Mais le fait est que nous sommes la preuve, nous êtres humains, qu’il y a moyen de faire mieux, qu’il y a moyen de faire mieux en matière de transmission d’informations. Parce que nous faisons des choses, nous faisons des choses en tant qu’être humain et qui ont un impact ou non sur le monde. Peut-être des impacts minimes, mais cela peut-être des impacts tel qu’il y ait transmission véritablement à proprement parler. Nous pouvons, en tant qu’individu, avoir un impact sur le monde en termes de le transformer.

Pourquoi ? Parce qu’il y a ce principe général autour de nous, d’une tendance à la déstructuration, ce qu’on appelle l’entropie en termes de physique : les choses ont tendance à se déglinguer. Mais nous pouvons aussi, par notre action, participer à un principe d’organisation. Nous pouvons faire le plan d’une maison, construire cette maison et nous aurons quelque chose qui est beaucoup plus organisé que la terre pour faire les briques, que le minerai de fer qui servira à faire les barres qui seront à l’intérieur du béton et des choses de cet ordre-là : nous pouvons participer à la structuration et nous participons tous, à titre individuel, plus ou moins, à cela.

Là aussi, le fait que nous sommes des individus très différents, le fait que nos sociétés ne sont pas constituées d’un seul individu. Il y a des sociétés, il y a des animaux qui sont constitués de parcelles qui sont en fait exactement la même chose, qui sont simplement connectées. Je voyais l’image d’une énorme méduse l’autre jour, qui est en fait une collection connectée de tas de petites méduses si l’on veut, individuelles, mais qui conduisent à créer un corps immense.
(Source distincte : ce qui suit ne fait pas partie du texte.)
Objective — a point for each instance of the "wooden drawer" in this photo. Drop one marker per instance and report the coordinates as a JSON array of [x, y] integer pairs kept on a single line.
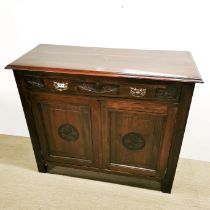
[[112, 88]]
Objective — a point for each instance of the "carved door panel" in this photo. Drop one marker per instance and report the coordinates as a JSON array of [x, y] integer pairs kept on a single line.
[[137, 136], [65, 128]]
Nous participons à nos sociétés qui sont des sociétés organisées. Nous jouons un rôle à l’intérieur. Il y a une division sociale du travail. Nous jouons un rôle dans les sociétés. Nous ne sommes pas tous les mêmes et nous produisons de la structuration en collaborant. Et ça, l’accent avait été mis par Proudhon là-dessus, c’est en collaborant entre nous que nous arrivions à faire des choses au-delà de ce que l’individu peut faire.

L’exemple qu’il donnait, c’était donc ces grenadiers qui avaient été rassemblés sur la place de la Concorde pour ériger l’obélisque de Louxor. Il disait : un seul grenadier en 120 jours ne serait arrivé absolument encore à rien, tandis que les 120 grenadiers en 1h ont pu ériger l’obélisque. Cela, c’est la manière dont nous sommes organisés.
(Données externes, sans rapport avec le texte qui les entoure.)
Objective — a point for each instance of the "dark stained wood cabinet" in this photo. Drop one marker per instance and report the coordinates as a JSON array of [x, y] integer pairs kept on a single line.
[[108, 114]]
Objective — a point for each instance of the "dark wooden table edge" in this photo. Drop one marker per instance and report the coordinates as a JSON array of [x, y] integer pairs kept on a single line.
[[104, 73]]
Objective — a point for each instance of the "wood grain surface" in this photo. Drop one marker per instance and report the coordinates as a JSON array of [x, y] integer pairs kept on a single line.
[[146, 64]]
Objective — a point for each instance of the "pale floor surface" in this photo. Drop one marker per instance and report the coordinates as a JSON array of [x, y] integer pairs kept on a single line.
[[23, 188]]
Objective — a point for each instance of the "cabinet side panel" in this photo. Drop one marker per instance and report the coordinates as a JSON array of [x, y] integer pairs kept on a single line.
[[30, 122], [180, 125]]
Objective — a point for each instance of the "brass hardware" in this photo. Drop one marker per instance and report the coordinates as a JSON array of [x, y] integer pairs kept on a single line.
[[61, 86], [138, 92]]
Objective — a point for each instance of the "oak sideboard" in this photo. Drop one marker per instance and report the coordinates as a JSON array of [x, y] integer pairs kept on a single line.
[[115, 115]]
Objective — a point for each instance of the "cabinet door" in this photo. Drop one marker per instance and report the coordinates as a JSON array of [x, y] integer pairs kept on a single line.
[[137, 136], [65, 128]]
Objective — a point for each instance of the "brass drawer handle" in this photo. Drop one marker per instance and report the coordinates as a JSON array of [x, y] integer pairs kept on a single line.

Alors, toute cette introduction pour vous parler maintenant de chatGPT. Quelle est la différence ? Que fait ChatGPT par rapport à cela en termes de transmission de l’information ? La première chose est que nous savons donc du logiciel, ce qu’il fait : il ingurgite énormément d’informations qu’il peut trouver absolument partout. Cela dépend évidemment des programmeurs, ce qu’on lui donne comme accès.
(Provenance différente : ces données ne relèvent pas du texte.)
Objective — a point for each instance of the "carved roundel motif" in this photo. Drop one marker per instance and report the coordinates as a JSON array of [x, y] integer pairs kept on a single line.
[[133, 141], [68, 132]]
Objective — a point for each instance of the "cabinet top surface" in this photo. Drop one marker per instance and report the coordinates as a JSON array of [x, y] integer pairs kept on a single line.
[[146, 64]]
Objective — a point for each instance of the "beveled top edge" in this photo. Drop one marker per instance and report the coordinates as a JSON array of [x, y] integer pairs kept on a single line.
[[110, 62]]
Mais s’il a véritablement accès à l’Internet, il peut trouver tout ce qu’il veut là-dedans et l’accumuler. Après, une fois qu’il a ingurgité de l’information, il l’utilise de manière purement statistique, c’est-à-dire qu’il va dégager une opinion, je dirais centrale. Il va trouver des objections et dans sa conclusion, il vous rassemblera cela et il vous combinera cela avec un avis supplémentaire.

Il ne va rien inventer, il va se contenter, je dirais, de puiser dans sa base de données et il va collecter. Donc à proprement parler, par rapport à ce qui existe avant un rapport comme celui-là, la valeur ajoutée n’est pas dans une information supplémentaire : elle est dans le fait de l’avoir rassemblée et surtout d’avoir fait connecter un certain nombre de choses en nombre absolument considérable.

Bon, un lecteur de mon blog a produit un petit texte où il posait différentes questions et en particulier il posait une question particulière sur un sous-sujet. Je suis allé voir sur la toile si je pouvais trouver cette information qui était très bien résumée à propos de ce sous-sujet. Et là, en consultant, je dirais les cinq ou six premières pages de Google, je ne trouvais pas cette information. C’est à dire qu’en fait, la machine a accès à une information beaucoup plus considérable que ce que moi je peux consulter.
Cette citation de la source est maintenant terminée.